Bolting in tufa is notoriously unreliable, if it has to be done then drilling right through and fitting one bolt into the bedrock is better than two bolts in the tufa.

> In reply to GrahamD:

> I would think that "lower off" and "top rope anchor" are the same thing at almost all crags because the use of the anchor depends on the inclination of the climber using the route. As we are talking about cemi-permanent bolts and not something set up for personal use on the day, they really must be designed with both uses in mind.

The difference is whether the top anchor was designed for top-roping to be carried out using it or it was installed for lowering/abseiling only. The bolt(s) don´t change since there is only one bolt standard anyway but the rest does.
 andrewmc 09 Sep 2014
In reply to jimtitt:

What would the Germans think of home-made Portland staples then?
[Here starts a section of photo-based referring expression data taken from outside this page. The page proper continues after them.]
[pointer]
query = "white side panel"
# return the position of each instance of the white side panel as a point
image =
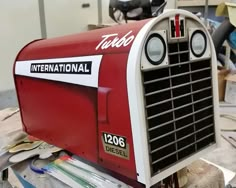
(61, 69)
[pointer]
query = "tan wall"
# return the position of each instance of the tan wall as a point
(67, 16)
(19, 24)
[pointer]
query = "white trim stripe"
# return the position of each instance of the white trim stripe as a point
(24, 68)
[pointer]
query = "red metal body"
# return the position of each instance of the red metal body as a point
(74, 116)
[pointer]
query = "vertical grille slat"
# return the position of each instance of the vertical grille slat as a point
(179, 108)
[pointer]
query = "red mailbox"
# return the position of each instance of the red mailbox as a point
(136, 99)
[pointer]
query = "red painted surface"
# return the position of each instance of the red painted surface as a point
(72, 116)
(61, 114)
(118, 122)
(177, 25)
(82, 44)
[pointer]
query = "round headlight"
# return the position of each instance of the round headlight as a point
(155, 49)
(198, 43)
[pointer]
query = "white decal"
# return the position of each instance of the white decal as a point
(112, 40)
(76, 70)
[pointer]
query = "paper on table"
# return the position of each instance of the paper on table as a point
(228, 175)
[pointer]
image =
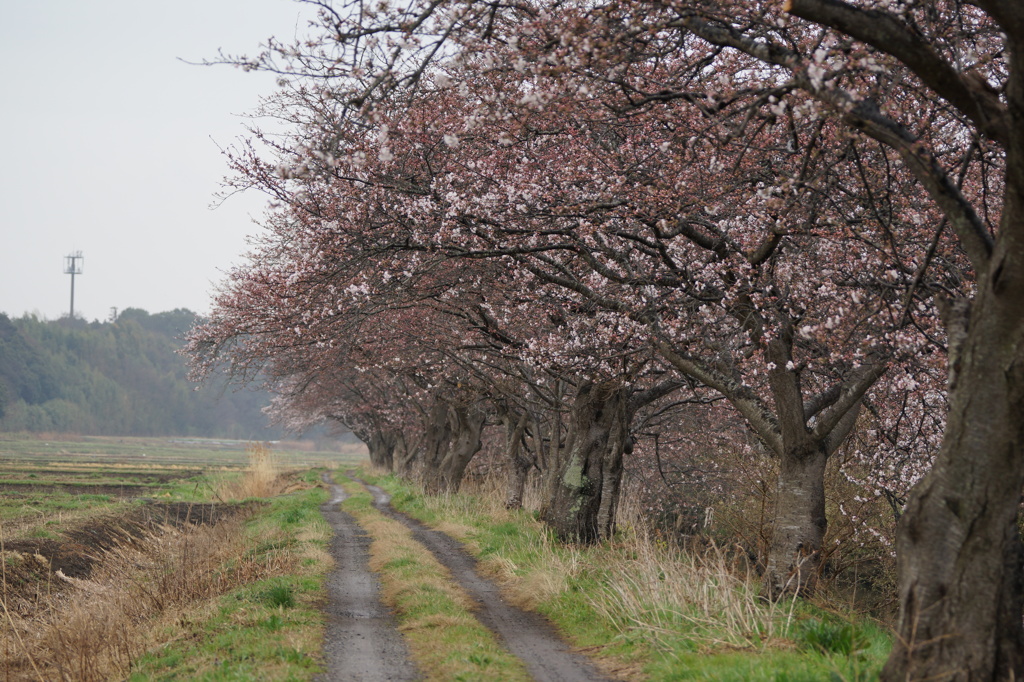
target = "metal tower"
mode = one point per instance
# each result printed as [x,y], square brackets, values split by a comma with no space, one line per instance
[73,266]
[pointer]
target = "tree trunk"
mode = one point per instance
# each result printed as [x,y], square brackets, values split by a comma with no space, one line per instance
[404,456]
[519,465]
[381,445]
[795,555]
[448,465]
[436,440]
[957,543]
[584,492]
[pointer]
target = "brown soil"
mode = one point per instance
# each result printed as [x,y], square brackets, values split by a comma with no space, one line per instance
[31,565]
[12,489]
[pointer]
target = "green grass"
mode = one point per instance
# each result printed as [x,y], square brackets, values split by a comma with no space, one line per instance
[269,629]
[627,600]
[434,615]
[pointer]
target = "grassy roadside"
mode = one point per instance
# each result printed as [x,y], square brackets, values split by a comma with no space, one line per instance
[647,611]
[239,599]
[445,640]
[269,626]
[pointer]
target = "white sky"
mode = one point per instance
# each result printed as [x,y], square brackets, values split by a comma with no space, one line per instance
[109,144]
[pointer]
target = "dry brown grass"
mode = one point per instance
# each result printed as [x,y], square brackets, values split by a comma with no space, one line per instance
[263,478]
[93,629]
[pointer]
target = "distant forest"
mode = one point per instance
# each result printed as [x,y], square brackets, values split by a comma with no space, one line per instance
[116,378]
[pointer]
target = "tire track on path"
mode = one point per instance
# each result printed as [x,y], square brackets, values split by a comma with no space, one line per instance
[527,635]
[361,641]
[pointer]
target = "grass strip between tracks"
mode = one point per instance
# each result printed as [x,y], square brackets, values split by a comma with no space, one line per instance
[644,610]
[435,616]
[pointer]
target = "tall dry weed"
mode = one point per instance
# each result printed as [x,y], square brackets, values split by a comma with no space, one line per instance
[94,629]
[261,479]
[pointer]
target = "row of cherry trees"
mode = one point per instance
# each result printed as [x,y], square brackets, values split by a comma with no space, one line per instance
[566,217]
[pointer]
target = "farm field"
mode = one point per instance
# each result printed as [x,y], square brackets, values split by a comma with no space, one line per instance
[49,480]
[154,530]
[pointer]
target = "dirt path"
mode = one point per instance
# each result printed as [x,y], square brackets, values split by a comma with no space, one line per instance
[361,640]
[525,634]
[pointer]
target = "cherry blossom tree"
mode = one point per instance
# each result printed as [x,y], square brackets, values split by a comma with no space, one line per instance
[810,185]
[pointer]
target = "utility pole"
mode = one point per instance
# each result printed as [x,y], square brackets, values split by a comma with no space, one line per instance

While I have been convinced by your arguments that a single bomber German-installed and certified bolt is indeed sufficiently bomber, I'm not sure lowering off a single Portland-type staple would give quite the same level of reassurance...

The only place I have encountered 'single' loweroffs was actually at Winspit Quarry. They were the sort you don't need to thread, but a type I haven't seen elsewhere - they had a big spike which went through a square hole? (they weren't really single loweroffs since there were older bolts that could also be threaded - which I threaded). Even ignoring the generally loose nature of some of the rock, the loweroffs would have been more reassuring if several of them weren't broken, with the square gate having snapped off somehow...

PS as expected they don't match anything in your catalogue
 jimtitt 09 Sep 2014
In reply to andrewmcleod:
They were in fact a product of mine. Climbers were confused by them and clipped onto the gate which was only there to stop the rope coming out. And as you say we did provide a second bolt as well They held about 78kN on a good day but like some other lower-off solutions climber intelligence is hard to judge sometimes!
It´s something we all learn in the industry in the end, when you are surrounded by experienced and active climbers mostly with some mechanical knowledge it´s a bit hard to realise there are people out there who literally climb by numbers and have little or no innate feeling for what´s going on. It´s also hard to know how far to cater for them!
As for Portland staples, well they aren´t a certified product so who knows?
Post edited at 19:22
 andrewmc 09 Sep 2014
In reply to jimtitt:

> They were in fact a product of mine. Climbers were confused by them and clipped onto the gate which was only there to stop the rope coming out. And as you say we did provide a second bolt as well They held about 78kN on a good day but like some other lower-off solutions climber intelligence is hard to judge sometimes!

Fair enough, as usual the weakest link isn't the product...
 Rick Graham 09 Sep 2014
In reply to jimtitt:

Thats why we have 10 kg strength tags on harness gear loops.

I had it explained to me once as the PF rule.

" If it is physically possible to f**k it up, some f**kwit will manage it eventually "
 Rick Graham 09 Sep 2014
In reply to andrewmcleod:

> What would the Germans think of home-made Portland staples then?

I thought that staple type bolts were first used in Germany.
 jimtitt 09 Sep 2014
In reply to Rick Graham:

Possible but I´d have thought unlikely, I´ve not seen one. There have been various kinds of ring bolt in use for over a hundred years like the Muni and the DAV ones and the Buhler´s around for about 50. I´d have guessed S.Africa myself since they seemed to have been using railway U´s for a fair time.
 Rick Graham 10 Sep 2014
In reply to jimtitt:

I got the idea for the Lakes staples after seeing some in the Donautal in 89.

Unless they were just well embedded Buhler bolts.

Looked at using industrial U's but all a bit short legged for comfort.
 jon 10 Sep 2014
In reply to Rick Graham:

I remember Johnny Adams telling me about putting staples in St Bees. Were you two working together?
 Rick Graham 10 Sep 2014
In reply to jon:

Yes.

But Johnny's way, you know how he is
 jon 10 Sep 2014
In reply to Rick Graham:

He told me the he found that they corroded at the point where he'd tapped them in with a hammer. After that wasn't the hammer wrapped in a towel or something?
 Rick Graham 10 Sep 2014
In reply to jon:

Special leather capped hammer.

Apparently if you hit stainless with a different steel hammer some local alloying or other phenomena occurs which will corrode. Jim will probably explain better.

At St Bees , lots of climbers involved, not just JA.